Balancing precision and recall in search results with a good controlled vocabulary is key for an excellent user experience.

Why is this important?

You want to be able to find, within your collection, not only exactly what you are looking for, but also what is similar so you can browse a well rounded collection of search results. It isn’t always about the first item returned in a search.

There is a balance that must be struck between precision and recall. As one goes up, the other goes down.

Using a controlled vocabulary has been shown to dramatically increase the precision in a search over free-text searching alone. When it comes to assets that are non-text based, like audio, image and video files, a controlled vocabulary is essential for adding key metadata to the asset to create precise searching for the user.

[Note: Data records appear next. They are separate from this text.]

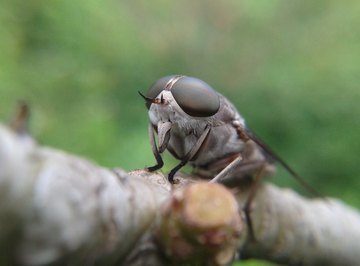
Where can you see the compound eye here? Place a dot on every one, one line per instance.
(195, 97)
(157, 87)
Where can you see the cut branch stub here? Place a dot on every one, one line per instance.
(201, 225)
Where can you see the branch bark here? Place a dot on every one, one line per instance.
(56, 208)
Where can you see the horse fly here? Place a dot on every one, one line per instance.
(201, 127)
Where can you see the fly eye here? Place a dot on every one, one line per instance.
(195, 97)
(157, 87)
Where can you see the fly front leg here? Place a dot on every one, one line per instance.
(190, 155)
(155, 150)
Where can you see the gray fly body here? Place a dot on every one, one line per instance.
(201, 127)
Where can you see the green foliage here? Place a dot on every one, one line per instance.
(290, 67)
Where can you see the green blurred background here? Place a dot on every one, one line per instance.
(291, 67)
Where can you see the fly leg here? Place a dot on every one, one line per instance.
(247, 207)
(255, 168)
(155, 150)
(195, 149)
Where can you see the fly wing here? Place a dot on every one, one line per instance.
(251, 135)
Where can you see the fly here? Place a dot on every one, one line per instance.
(200, 127)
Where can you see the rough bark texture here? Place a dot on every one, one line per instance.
(57, 208)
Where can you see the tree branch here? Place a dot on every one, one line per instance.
(56, 208)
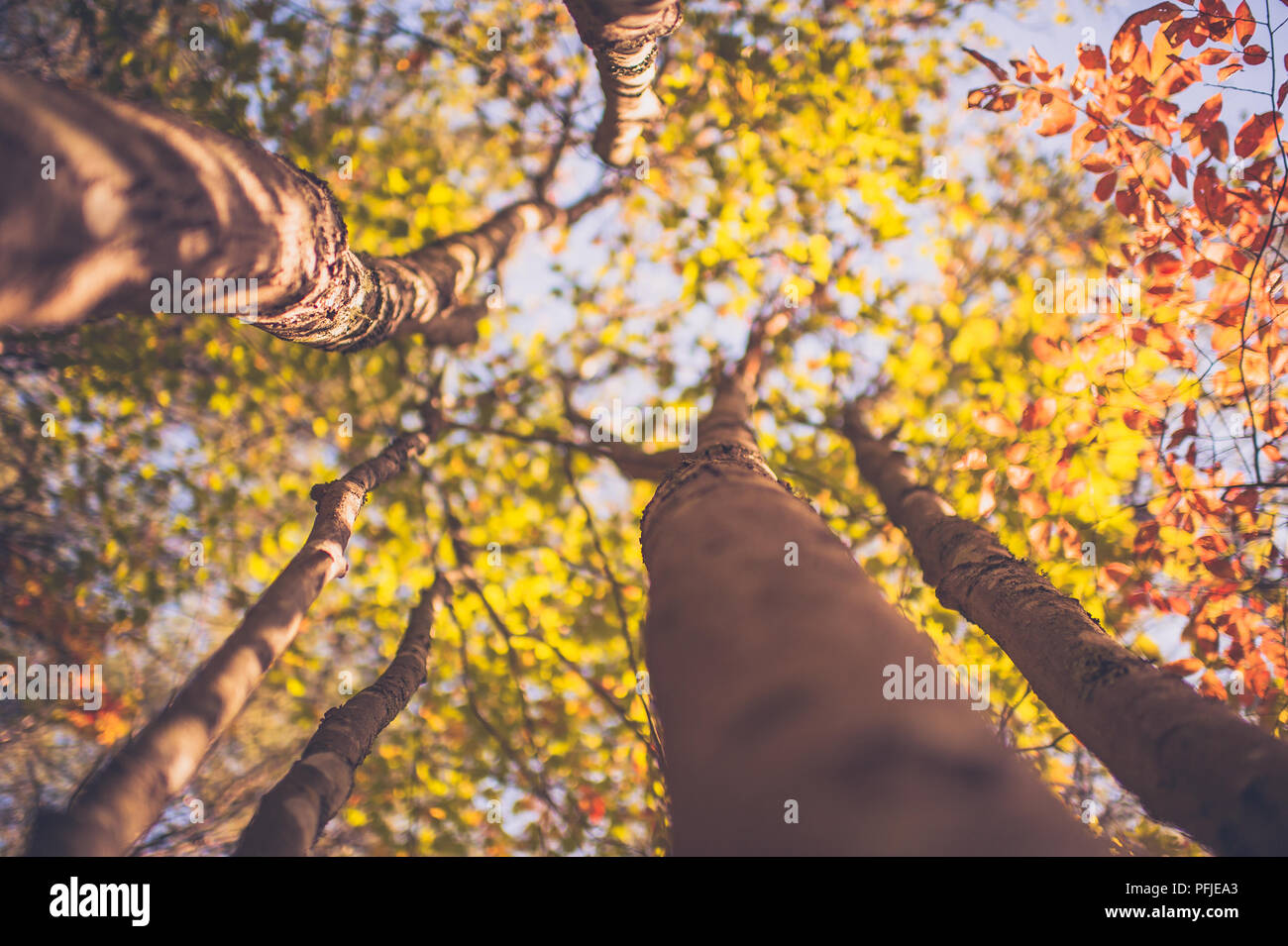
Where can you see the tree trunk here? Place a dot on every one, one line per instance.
(769, 683)
(121, 799)
(1192, 762)
(292, 813)
(140, 194)
(625, 35)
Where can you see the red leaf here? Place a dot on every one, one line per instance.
(1122, 51)
(1091, 58)
(1245, 25)
(992, 65)
(1057, 117)
(987, 499)
(1257, 133)
(1096, 163)
(1106, 185)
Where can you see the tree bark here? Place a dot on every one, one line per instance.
(625, 37)
(768, 680)
(1192, 762)
(292, 813)
(121, 799)
(140, 194)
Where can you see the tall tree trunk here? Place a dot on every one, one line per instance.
(769, 683)
(1192, 762)
(121, 799)
(292, 813)
(138, 194)
(625, 37)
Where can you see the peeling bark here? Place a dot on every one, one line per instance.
(1192, 762)
(625, 37)
(292, 813)
(768, 680)
(141, 193)
(123, 798)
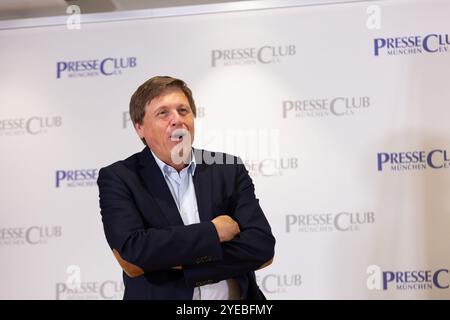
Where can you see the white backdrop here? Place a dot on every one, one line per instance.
(349, 150)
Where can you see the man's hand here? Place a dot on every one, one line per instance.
(226, 227)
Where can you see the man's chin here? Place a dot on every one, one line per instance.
(180, 152)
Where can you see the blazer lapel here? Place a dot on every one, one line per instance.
(203, 187)
(157, 186)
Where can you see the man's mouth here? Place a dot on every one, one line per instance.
(178, 134)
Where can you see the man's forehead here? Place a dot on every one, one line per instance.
(161, 98)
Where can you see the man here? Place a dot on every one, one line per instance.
(180, 225)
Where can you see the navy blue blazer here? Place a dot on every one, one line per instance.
(142, 223)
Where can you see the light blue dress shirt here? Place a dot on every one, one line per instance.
(181, 186)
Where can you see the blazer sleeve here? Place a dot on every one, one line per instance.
(151, 249)
(253, 247)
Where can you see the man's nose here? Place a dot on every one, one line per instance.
(175, 118)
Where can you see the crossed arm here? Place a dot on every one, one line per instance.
(227, 246)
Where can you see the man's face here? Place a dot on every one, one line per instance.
(166, 117)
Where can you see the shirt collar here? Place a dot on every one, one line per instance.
(164, 167)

What is PRECISION? – It is the fraction of retrieved assets that are relevant to the search

credit: Ferrari.com

This is represented as:

Precision= number of items retrieved and relevant / total retrieved in collection

Is an equation that represents an ideal. You would always like to return all relevant assets each time a user searches your collection. BUT, each time your collection is searched there will be SOME assets that are irrelevant.

To increase precision you use specific terms (Ferrari NOT Sports Cars) to find the specific Ferrari assets.
So in a hypothetical controlled vocabulary you would find the following hierarchy with the number of results for each term:

VEHICLES (would return 400 images)

CARS (would return 276 images)

SPORTS CARS (would return 113 images)

FERRARIS (would return 15 images)

When a search is conducted you need to evaluate:

Are users getting too many results or too many irrelevant results.

Are users not finding what they are looking for or are their searches returning NO results.

What is RECALL?  – It is the fraction of relevant assets returned in a search

This is represented as:

Recall= number of items retrieved and relevant/total relevant in collection

High recall means that there is a comprehensive set of assets returned in a search, though there will be a number of assets that are irrelevant to what the user was looking for.

This would mainly be a free-text based search and requires that the text searched is spelled as the user inputs it in to the search field and in to the text field of the asset.

So searching for FERRARI, will chiefly return assets with this spelling, possibly the variation FERARRIS, but only if either of these words have been inputted in a text field belonging to the asset’s metadata.

But, if FERRARI is misspelled FERRERI, this would not be returned in a search for FERRARI.

When a search is conducted you need to evaluate:

How many relevant assets did the search return for the user?

Or did the search return NO relevant assets for the user?